792 F2d 1504 United States v. Brone

792 F.2d 1504

UNITED STATES of America, Plaintiff-Appellant,
Terry BRONE, Holly Ann Coats, Thomas Joseph Mason, Donald
George Brown, Paul Francis Barnes, Richard Mohlenbruck,
Louis Vaith, Leonard Barella, Robert John Ansel, Daniel
Frederick Coates, Defendants-Appellees.

No. 85-5102.

United States Court of Appeals,
Ninth Circuit.

Argued and Submitted Feb. 7, 1986.
Decided July 2, 1986.

Sara Criscitelli, Dept. of Justice, Washington, D.C., for plaintiff-appellant.

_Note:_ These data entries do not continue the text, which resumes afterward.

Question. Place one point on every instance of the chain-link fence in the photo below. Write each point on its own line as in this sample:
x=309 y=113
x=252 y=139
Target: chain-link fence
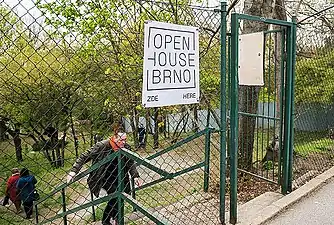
x=313 y=138
x=71 y=70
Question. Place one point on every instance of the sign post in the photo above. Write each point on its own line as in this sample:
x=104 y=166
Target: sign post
x=171 y=65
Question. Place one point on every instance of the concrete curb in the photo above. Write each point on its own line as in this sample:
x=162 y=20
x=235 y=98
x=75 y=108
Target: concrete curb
x=275 y=208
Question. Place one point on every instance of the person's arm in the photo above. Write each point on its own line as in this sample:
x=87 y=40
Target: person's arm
x=34 y=181
x=131 y=165
x=8 y=186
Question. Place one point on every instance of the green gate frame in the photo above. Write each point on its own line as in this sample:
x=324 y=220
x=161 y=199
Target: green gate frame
x=123 y=197
x=231 y=50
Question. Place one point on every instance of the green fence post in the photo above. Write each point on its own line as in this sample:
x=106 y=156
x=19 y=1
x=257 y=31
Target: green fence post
x=222 y=190
x=287 y=112
x=293 y=74
x=36 y=214
x=93 y=208
x=234 y=118
x=133 y=191
x=64 y=204
x=207 y=159
x=120 y=166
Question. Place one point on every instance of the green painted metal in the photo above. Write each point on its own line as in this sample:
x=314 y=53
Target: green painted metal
x=207 y=160
x=36 y=214
x=264 y=20
x=155 y=217
x=187 y=170
x=293 y=72
x=234 y=117
x=152 y=183
x=281 y=108
x=178 y=144
x=81 y=207
x=120 y=188
x=223 y=48
x=259 y=116
x=144 y=162
x=63 y=197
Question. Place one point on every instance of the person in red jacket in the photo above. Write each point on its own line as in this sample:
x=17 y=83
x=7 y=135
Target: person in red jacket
x=11 y=189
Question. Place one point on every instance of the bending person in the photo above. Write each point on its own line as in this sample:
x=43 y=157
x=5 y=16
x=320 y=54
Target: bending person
x=106 y=176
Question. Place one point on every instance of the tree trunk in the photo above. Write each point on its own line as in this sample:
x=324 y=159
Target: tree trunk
x=156 y=129
x=56 y=148
x=3 y=129
x=248 y=95
x=17 y=141
x=133 y=124
x=18 y=144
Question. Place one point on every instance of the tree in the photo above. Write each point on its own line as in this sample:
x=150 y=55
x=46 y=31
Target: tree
x=248 y=95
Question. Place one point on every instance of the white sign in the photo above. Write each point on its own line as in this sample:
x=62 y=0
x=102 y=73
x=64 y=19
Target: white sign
x=171 y=65
x=251 y=59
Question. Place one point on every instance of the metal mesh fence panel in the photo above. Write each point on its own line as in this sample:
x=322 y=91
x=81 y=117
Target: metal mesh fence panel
x=313 y=138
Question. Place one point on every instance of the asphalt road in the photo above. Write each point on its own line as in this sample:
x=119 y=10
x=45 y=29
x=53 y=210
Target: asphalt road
x=316 y=209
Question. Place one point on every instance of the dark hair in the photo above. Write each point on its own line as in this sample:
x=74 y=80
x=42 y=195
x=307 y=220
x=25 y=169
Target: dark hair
x=24 y=172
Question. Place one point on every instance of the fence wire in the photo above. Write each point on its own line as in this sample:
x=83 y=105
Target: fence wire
x=72 y=69
x=313 y=139
x=69 y=70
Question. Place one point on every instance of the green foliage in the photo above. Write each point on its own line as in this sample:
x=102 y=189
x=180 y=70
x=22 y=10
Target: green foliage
x=315 y=81
x=268 y=165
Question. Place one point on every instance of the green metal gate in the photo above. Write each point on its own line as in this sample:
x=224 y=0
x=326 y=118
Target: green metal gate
x=258 y=133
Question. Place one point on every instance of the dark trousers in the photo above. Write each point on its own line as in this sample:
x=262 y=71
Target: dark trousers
x=28 y=208
x=110 y=212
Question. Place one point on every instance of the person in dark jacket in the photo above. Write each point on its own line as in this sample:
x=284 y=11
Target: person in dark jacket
x=11 y=191
x=26 y=191
x=106 y=176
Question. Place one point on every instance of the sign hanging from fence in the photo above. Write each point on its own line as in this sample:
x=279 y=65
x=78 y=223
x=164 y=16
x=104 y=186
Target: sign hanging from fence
x=171 y=65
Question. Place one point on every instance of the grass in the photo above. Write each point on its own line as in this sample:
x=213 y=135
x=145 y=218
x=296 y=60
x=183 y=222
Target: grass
x=162 y=194
x=306 y=143
x=47 y=176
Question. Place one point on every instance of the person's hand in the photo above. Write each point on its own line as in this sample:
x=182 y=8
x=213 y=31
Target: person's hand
x=138 y=182
x=70 y=177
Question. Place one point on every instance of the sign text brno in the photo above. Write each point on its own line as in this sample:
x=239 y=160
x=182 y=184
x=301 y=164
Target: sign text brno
x=171 y=65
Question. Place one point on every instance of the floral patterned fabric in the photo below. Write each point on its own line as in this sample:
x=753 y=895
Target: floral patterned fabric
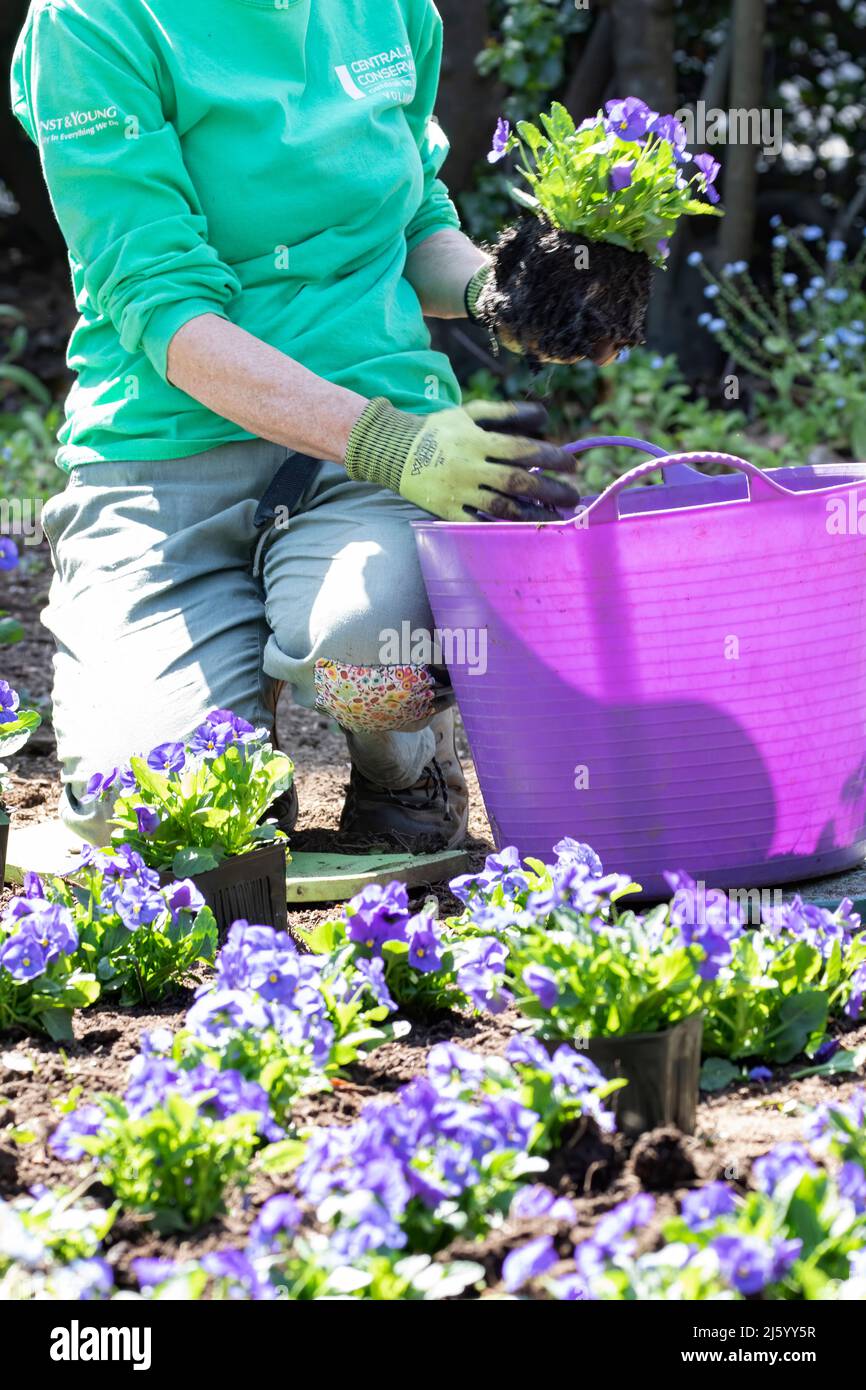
x=374 y=697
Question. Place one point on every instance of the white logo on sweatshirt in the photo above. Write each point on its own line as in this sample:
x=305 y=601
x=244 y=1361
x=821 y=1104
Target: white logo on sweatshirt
x=389 y=74
x=72 y=124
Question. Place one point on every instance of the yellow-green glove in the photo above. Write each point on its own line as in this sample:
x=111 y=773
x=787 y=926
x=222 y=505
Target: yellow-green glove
x=453 y=464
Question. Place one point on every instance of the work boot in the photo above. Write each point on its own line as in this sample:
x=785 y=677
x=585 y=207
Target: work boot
x=430 y=815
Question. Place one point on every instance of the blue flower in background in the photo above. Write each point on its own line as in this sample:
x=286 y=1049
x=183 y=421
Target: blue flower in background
x=9 y=553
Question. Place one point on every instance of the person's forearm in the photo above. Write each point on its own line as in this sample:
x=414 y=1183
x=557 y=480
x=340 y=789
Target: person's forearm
x=259 y=388
x=439 y=268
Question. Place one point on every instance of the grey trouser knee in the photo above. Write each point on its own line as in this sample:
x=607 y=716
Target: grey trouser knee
x=168 y=602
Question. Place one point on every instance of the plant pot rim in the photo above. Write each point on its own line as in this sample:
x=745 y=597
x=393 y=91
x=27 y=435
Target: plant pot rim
x=277 y=847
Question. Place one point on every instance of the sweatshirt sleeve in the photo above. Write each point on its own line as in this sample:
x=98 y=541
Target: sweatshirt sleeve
x=116 y=175
x=437 y=210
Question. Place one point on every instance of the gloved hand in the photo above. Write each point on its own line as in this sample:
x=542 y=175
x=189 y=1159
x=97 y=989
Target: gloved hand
x=451 y=462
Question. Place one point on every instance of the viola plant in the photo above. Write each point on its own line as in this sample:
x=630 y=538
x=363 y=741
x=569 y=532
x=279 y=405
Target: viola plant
x=284 y=1019
x=786 y=980
x=189 y=805
x=798 y=1233
x=572 y=278
x=423 y=963
x=41 y=977
x=281 y=1261
x=445 y=1157
x=50 y=1247
x=175 y=1143
x=141 y=940
x=577 y=963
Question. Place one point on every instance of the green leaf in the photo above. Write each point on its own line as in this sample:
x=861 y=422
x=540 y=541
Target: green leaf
x=149 y=780
x=799 y=1016
x=716 y=1073
x=189 y=862
x=526 y=199
x=281 y=1157
x=14 y=736
x=858 y=434
x=10 y=631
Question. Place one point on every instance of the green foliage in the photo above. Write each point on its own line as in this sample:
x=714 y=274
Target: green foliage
x=645 y=396
x=569 y=171
x=207 y=809
x=42 y=1237
x=528 y=49
x=802 y=338
x=47 y=1002
x=174 y=1164
x=528 y=54
x=142 y=959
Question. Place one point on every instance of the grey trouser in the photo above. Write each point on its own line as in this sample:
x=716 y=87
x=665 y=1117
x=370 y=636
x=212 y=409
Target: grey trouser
x=167 y=602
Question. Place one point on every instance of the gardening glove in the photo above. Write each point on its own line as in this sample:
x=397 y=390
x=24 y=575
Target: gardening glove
x=480 y=309
x=453 y=464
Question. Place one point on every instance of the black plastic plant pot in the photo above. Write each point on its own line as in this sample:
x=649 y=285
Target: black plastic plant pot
x=662 y=1070
x=246 y=887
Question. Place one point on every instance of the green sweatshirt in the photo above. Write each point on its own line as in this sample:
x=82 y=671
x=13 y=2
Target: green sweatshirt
x=266 y=160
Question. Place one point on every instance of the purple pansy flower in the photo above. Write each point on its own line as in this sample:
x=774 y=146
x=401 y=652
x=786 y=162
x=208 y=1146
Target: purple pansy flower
x=620 y=175
x=779 y=1164
x=745 y=1262
x=761 y=1073
x=280 y=1214
x=373 y=977
x=501 y=138
x=184 y=897
x=148 y=819
x=424 y=945
x=706 y=1204
x=542 y=983
x=22 y=957
x=628 y=118
x=673 y=131
x=97 y=786
x=167 y=758
x=9 y=702
x=9 y=553
x=709 y=168
x=528 y=1262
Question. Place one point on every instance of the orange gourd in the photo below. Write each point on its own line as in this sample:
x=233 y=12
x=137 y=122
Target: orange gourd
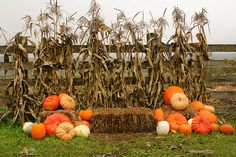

Roger J. Rosen, David M. Dudley, Los Angeles, Cal., Joel Levine, Los Angeles, Cal., Philip Deitch, Los Angeles, Cal., Harland W. Braun, John M. Powers, Los Angeles, Cal., Terry J. Amdur, Pasadena, Cal., for defendants-appellees.

Appeal from the United States District Court for the Central District of California.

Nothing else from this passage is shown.